Inflammatory bowel disease (IBD) is the name for conditions that cause inflammation of the digestive tract, including Crohn disease and ulcerative colitis (UC). Many women worry about how the changes of pregnancy will affect their inflammatory bowel disease and if IBD treatments will harm their baby. With appropriate therapy, most women can have a normal pregnancy and deliver a healthy baby.

IBD therapy during pregnancy is most successful when a woman receives regular medical care and follows her treatment plan closely. Before becoming pregnant, women with IBD should discuss plans for their care with a healthcare provider. Women who discover that they are pregnant should continue their IBD medications until speaking to a healthcare provider. Having a medication plan in place prior to becoming pregnant is the best way to do it. If your obstetrician and gastroenterologist agree with your medication plan and you understand why you are on them and feel comfortable taking them, you will have a less stressful pregnancy.

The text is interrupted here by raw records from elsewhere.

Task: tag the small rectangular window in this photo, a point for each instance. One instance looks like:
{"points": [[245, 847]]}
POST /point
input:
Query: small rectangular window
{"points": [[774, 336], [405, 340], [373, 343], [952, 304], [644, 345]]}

This topic review discusses the relationship between inflammatory bowel disease and pregnancy. Topics that discuss the signs, symptoms, and treatment of these conditions are available separately. (See "Patient information: Ulcerative colitis (Beyond the Basics)" and "Patient information: Crohn disease (Beyond the Basics)".)

FERTILITY AND INFLAMMATORY BOWEL DISEASE

In most cases, inflammatory bowel disease (IBD) does not affect a woman's ability to become pregnant. However, a man's fertility can be affected by one of the drugs used to treat UC, sulfasalazine (Azulfidine). This medication causes sperm abnormalities in about 80 percent of men. These abnormalities resolve when the drug is discontinued.

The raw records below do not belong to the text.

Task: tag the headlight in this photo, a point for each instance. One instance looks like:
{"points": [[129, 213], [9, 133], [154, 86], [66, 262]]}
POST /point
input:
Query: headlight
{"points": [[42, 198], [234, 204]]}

Extensive abdominal or pelvic surgery (eg, removal of the colon) can increase the risk of impotence (inability to maintain an erection) in men. In women, extensive surgery can increase the risk of infertility, usually as a result of the development scar tissue. In these cases, in vitro fertilization (IVF) can help achieve a pregnancy.

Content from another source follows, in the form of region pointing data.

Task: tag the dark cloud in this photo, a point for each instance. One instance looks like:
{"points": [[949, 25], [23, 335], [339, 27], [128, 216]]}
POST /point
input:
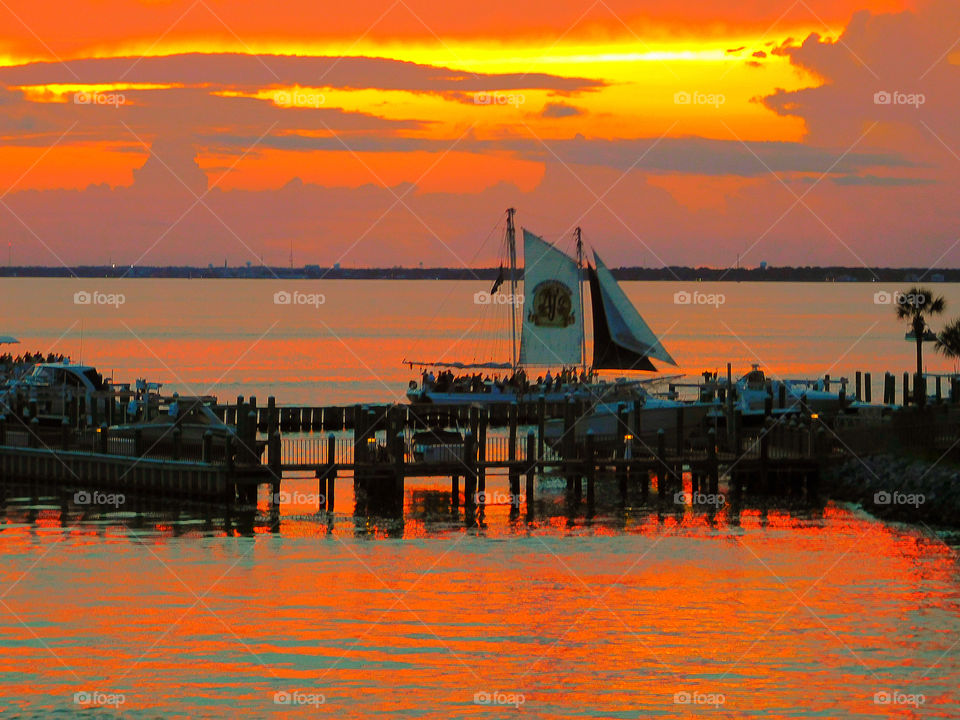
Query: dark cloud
{"points": [[232, 70]]}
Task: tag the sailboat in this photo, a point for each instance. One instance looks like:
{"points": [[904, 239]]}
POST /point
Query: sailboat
{"points": [[551, 333]]}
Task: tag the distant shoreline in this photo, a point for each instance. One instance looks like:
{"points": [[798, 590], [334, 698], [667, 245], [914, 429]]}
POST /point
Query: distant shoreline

Genetics — Men and women with IBD have a risk of passing a susceptibility to IBD to their baby through their genes. First-degree relatives (children, siblings) of people with IBD are between 3 and 20 times more likely to develop the disease compared to relatives of people with no history of IBD. Your risk of passing IBD to your child is between 4 and 8 percent. If your partner also has IBD, it can be up to 30 percent.

PREGNANCY AND INFLAMMATORY BOWEL DISEASE

The severity and extent of a woman's disease when she becomes pregnant appears to influence the course of her disease during pregnancy. About two-thirds of women in remission will stay in remission, and women with active disease are likely to have continued active disease during pregnancy. Having active disease may make it more difficult to get pregnant, more likely to have a miscarriage, and more likely to have complications such as preterm birth. Thus, doctors usually recommend that women try to conceive while their disease is in remission.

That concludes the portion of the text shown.